Um deslocamento análogo desuniversaliza a forma do paralelo, que de clássica se torna pitoresca. Em tom grave, como convém às comparações cultas, ela deixa à vista uma porção de realidades entre indesejadas e risíveis, além de distintivas, que destoam do padrão. Os vexames incluem o nosso reflexo estrangeiro diante dos patrícios pobres, desprovidos de existência civil, as veleidades de requinte dos educados, a sua avidez de reconhecimento, o papel antipopular da alta cultura, a adoção semiculta e pernóstica desse mesmo papel, e assim por diante. Entretecidos com a retórica rebuscada, os traços precários adquirem tessitura literária, além de dar a Martinha o contexto adensado, propriamente brasileiro e atual, ou moderno, que parecia faltar.

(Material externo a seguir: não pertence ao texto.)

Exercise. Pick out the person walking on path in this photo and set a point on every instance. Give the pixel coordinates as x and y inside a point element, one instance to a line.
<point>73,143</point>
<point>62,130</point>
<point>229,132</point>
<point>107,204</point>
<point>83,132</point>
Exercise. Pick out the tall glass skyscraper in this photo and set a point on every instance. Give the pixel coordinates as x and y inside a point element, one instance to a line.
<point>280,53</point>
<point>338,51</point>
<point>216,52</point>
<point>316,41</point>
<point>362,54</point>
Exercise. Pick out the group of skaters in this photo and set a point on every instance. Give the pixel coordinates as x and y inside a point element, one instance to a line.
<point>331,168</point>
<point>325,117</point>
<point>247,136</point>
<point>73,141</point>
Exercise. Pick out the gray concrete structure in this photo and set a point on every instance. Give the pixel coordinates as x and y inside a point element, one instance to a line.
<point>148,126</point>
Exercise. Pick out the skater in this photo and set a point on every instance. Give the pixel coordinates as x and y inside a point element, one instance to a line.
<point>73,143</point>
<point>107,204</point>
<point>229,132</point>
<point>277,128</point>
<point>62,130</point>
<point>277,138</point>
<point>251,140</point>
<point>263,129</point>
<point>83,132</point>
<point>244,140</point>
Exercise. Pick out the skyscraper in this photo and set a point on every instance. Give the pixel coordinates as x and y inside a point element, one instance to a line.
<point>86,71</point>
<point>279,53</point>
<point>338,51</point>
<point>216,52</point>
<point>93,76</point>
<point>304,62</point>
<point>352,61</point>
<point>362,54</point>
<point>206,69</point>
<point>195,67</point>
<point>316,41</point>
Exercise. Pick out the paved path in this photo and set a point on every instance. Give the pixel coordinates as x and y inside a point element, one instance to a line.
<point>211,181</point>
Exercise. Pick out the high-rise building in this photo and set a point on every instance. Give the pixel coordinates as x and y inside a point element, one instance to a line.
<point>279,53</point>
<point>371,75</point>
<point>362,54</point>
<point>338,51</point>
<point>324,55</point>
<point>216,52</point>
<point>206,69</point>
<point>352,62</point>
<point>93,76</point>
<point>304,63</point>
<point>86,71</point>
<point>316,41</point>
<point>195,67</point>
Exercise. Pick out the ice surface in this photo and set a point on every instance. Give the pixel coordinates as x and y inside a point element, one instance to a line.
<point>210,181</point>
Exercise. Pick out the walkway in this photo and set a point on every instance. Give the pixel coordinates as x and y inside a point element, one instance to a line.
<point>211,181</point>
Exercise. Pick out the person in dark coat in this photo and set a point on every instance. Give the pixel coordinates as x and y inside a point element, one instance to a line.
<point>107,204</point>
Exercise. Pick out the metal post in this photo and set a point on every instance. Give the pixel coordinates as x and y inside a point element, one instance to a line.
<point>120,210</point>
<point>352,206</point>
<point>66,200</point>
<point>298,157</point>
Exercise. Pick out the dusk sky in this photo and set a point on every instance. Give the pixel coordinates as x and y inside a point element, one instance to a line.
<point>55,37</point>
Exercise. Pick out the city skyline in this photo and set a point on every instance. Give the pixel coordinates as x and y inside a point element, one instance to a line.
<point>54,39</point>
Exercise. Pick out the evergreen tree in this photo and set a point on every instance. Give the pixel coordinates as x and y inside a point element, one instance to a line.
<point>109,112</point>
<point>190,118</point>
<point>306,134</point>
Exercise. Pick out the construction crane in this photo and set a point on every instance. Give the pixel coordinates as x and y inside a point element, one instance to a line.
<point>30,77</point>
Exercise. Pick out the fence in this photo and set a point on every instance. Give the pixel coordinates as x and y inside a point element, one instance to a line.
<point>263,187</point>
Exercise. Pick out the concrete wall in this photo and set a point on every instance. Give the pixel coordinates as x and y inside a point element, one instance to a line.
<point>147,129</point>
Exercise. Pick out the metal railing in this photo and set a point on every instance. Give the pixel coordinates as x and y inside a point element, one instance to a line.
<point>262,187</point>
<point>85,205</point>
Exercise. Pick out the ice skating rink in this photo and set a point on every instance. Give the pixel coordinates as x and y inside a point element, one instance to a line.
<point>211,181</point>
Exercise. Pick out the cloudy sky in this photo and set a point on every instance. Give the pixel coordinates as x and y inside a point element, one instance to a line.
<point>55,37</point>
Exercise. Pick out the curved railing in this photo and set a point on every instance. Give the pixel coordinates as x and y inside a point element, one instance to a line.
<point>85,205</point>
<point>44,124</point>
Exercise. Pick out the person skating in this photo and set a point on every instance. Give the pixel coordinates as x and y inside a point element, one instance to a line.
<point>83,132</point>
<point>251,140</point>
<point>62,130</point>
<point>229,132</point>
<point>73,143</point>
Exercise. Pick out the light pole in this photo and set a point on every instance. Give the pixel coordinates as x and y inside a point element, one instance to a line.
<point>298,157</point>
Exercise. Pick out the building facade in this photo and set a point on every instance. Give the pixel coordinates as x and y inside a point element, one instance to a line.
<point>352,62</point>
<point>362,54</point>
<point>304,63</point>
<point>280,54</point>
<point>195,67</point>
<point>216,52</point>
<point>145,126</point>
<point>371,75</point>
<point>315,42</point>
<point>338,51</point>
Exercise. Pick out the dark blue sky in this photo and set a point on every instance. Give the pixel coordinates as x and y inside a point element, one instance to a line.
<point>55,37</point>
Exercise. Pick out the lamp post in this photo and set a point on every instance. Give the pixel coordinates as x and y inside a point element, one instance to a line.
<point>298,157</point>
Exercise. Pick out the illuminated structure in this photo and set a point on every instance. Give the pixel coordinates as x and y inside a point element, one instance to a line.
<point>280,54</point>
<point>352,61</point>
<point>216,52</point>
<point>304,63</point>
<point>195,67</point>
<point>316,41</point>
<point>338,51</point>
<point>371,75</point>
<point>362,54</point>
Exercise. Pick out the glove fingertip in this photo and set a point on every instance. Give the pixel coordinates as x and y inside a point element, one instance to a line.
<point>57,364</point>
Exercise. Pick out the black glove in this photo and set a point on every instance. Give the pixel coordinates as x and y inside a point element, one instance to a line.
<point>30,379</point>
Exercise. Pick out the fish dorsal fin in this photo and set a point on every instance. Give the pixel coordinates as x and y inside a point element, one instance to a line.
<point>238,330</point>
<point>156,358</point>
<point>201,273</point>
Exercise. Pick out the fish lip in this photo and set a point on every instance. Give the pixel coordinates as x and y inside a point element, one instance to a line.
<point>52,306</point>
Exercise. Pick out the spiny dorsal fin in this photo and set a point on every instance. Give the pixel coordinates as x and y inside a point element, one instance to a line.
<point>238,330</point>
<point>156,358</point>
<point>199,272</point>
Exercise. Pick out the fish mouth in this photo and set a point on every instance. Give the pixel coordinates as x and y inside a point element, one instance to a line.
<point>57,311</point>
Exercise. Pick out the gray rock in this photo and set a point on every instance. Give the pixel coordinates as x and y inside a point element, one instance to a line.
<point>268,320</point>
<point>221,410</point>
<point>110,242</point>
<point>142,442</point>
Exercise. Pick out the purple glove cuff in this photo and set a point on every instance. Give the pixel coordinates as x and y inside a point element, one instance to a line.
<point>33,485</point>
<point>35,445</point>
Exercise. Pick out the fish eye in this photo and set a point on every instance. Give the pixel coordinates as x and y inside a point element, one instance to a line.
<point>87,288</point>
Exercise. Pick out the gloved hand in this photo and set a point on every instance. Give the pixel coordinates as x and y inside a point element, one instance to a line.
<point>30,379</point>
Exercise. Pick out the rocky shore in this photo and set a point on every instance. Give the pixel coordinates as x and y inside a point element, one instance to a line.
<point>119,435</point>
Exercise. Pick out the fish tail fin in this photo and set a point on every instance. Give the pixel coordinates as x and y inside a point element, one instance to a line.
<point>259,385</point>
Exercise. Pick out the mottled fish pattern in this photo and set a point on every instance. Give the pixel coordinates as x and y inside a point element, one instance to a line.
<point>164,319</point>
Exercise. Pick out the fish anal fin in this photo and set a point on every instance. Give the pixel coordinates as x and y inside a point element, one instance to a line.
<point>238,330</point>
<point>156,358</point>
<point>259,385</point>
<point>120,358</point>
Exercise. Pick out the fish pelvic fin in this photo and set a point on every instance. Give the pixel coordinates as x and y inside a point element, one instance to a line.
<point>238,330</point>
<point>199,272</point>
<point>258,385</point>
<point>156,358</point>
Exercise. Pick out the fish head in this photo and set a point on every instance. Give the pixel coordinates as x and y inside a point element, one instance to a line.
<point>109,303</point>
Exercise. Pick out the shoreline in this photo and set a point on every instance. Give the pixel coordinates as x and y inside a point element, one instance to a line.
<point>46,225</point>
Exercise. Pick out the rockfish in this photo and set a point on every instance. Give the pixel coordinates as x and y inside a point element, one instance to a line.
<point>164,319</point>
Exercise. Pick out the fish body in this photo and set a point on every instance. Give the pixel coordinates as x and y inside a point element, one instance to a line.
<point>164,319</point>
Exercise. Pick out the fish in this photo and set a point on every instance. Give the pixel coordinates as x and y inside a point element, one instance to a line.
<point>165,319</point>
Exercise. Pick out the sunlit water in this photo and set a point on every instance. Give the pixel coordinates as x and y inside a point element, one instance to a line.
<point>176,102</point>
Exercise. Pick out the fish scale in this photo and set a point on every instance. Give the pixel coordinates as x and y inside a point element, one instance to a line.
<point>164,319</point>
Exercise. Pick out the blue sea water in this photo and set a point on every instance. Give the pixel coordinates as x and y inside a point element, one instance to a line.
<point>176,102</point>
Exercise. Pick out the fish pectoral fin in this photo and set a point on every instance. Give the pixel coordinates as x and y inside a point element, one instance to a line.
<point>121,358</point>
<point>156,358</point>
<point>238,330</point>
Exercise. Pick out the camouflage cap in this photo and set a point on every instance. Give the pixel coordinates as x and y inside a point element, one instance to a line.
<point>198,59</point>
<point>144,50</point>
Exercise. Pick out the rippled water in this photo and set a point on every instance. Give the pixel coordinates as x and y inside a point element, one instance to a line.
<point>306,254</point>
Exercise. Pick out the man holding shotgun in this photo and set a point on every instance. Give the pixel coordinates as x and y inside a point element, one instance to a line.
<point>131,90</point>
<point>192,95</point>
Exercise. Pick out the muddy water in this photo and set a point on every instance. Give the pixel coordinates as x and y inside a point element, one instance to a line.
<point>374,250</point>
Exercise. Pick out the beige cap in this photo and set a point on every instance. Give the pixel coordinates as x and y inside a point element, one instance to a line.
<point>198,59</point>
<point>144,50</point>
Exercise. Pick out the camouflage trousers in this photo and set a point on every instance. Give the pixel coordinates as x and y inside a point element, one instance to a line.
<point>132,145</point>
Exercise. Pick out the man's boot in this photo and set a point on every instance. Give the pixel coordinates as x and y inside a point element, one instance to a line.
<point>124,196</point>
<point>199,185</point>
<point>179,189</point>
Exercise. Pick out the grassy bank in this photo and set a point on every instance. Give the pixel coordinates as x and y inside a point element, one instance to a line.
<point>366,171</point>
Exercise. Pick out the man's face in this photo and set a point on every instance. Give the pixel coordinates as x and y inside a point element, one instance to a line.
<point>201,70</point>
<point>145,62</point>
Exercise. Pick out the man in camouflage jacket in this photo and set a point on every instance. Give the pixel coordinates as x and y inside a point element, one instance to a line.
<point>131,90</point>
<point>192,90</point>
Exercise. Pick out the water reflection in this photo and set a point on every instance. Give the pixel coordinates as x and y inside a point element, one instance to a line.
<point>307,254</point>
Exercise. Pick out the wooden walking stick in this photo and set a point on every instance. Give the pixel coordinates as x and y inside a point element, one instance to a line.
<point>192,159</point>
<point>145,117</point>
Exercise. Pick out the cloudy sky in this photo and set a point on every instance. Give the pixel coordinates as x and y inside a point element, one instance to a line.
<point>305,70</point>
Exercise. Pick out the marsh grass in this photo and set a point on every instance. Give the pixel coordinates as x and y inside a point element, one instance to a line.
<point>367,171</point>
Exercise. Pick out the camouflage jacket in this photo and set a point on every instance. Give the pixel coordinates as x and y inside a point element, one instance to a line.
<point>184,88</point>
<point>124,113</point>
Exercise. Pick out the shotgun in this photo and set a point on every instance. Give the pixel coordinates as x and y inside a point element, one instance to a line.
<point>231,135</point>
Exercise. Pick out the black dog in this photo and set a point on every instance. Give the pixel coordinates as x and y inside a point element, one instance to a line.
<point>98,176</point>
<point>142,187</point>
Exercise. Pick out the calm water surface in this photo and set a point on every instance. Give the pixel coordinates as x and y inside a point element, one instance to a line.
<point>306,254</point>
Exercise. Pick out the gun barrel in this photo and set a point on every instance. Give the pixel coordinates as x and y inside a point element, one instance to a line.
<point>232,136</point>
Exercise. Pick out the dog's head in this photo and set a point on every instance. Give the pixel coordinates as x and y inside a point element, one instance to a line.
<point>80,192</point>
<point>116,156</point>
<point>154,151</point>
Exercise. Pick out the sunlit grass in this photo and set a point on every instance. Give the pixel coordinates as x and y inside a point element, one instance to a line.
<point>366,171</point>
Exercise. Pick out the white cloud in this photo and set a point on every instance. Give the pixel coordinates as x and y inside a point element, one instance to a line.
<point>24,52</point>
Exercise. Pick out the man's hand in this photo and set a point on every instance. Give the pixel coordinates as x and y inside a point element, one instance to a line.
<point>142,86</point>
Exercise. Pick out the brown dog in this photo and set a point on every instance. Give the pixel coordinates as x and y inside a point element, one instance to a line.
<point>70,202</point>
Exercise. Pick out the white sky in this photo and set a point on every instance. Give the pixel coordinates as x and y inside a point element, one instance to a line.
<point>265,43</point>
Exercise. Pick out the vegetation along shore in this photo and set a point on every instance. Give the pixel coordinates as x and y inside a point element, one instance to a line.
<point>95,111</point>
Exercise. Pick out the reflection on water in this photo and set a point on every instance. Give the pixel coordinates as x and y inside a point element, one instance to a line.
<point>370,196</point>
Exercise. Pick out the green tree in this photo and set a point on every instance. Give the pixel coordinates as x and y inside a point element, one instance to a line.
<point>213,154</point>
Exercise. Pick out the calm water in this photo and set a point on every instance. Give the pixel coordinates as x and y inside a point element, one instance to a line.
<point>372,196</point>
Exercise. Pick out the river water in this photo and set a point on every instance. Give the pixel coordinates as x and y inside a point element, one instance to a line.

Como dispositivo formal, a comparação dos punhais é um cenário de cartolina, mas dotado da força de revelação dos achados oswaldianos: “O lado doutor, o lado citações, o lado autores conhecidos. Comovente. Rui Barbosa: uma cartola na Senegâmbia.25 Tudo revertendo em riqueza”.26 Sem nada de antiquário, as segundas intenções do paralelo são satíricas e visam o presente, em conivência maliciosa com o realismo oitocentista. A sua lição de coisas, uma documentação como que à revelia, oferecida a quem queira ver, é um subproduto da inadequação da forma ela mesma. Carregado de consciência e humorismo históricos, o despropósito formal, que é um artifício cara de pau, impõe às anedotas locais um pano de fundo extra, ou a complexidade de um fundo duplo. O estado bisonho e tão fora de tudo dos causos brasileiros, insuficientes para sustentar uma prosa à altura do tempo, é corrigido pela sombra clássica e universal.
Com recuo adequado, a “desigualdade dos destinos” lamentada na crônica se despega de Martinha e Lucrécia, da figurinha popular e do busto de museu, que não têm por que ser iguais, para aludir à condição inferiorizada e problemática de país periférico, atolado na conformação e nas privações da ex-colônia, estas sim difíceis de envergar no quadro das nações civilizadas. Martinha está para Lucrécia como o Brasil, para os países adiantados. Arbitrário como toda montagem, o paralelo entre o fait divers baiano e um dos episódios fundadores da mitologia da Roma antiga é uma substituição sutil, que expressa em termos passadistas e farsescos um mal-estar contemporâneo.
Em suma, universalismo e localismo são ideologias ou chavões, ou timbres, de que Machado se vale como de pré-fabricados passíveis de uso satírico. A parafernália da retórica e do Humanismo, universal por excelência, lhe serve, desde que faça figura imprópria, nada universal, com cacoetes de lugar e classe historicamente marcados. Uma inversão análoga atinge o anseio patriótico de libertar a matéria local dos enquadramentos como que alienígenas da cultura erudita. Também esse patriotismo serve, desde que leve aonde não quer, à insignificância e ao isolamento, a que o propósito elevado imprime conotação cômica, esta sim contemporânea e relevante. As ressonâncias não programadas dos registros universalista e localista são o que estes têm de mais verdadeiro. Ao sublinhar as desafinações e fazer que alternem, Machado dá figura artística à posição em falso da ex-colônia, às “anomalias” da integração interna e da situação externa da quase nação, também elas involuntárias. Trata-se dos resultados locais e disformes de grandes tendências-norma da atualidade, os quais dizem e valem mais do que parece. São especificações contraideológicas: cultura hegemônica ostensiva, mas desqualificada pela paisagem social discrepante; e vida popular a que não falta poesia, mas acompanhada das restrições da norma civilizada. Estamos diante de um material com fisionomia própria, compósito, desarmônico e rebaixado, que é produto histórico e pode ser ponto de partida artístico. Depositários da transformação periférica da cultura europeia, estes quiproquós põem de pé uma problemática inédita, difícil, de classes e de inserção internacional, de que a oposição corrente entre localismo e universalismo oferece uma versão distorcida e característica.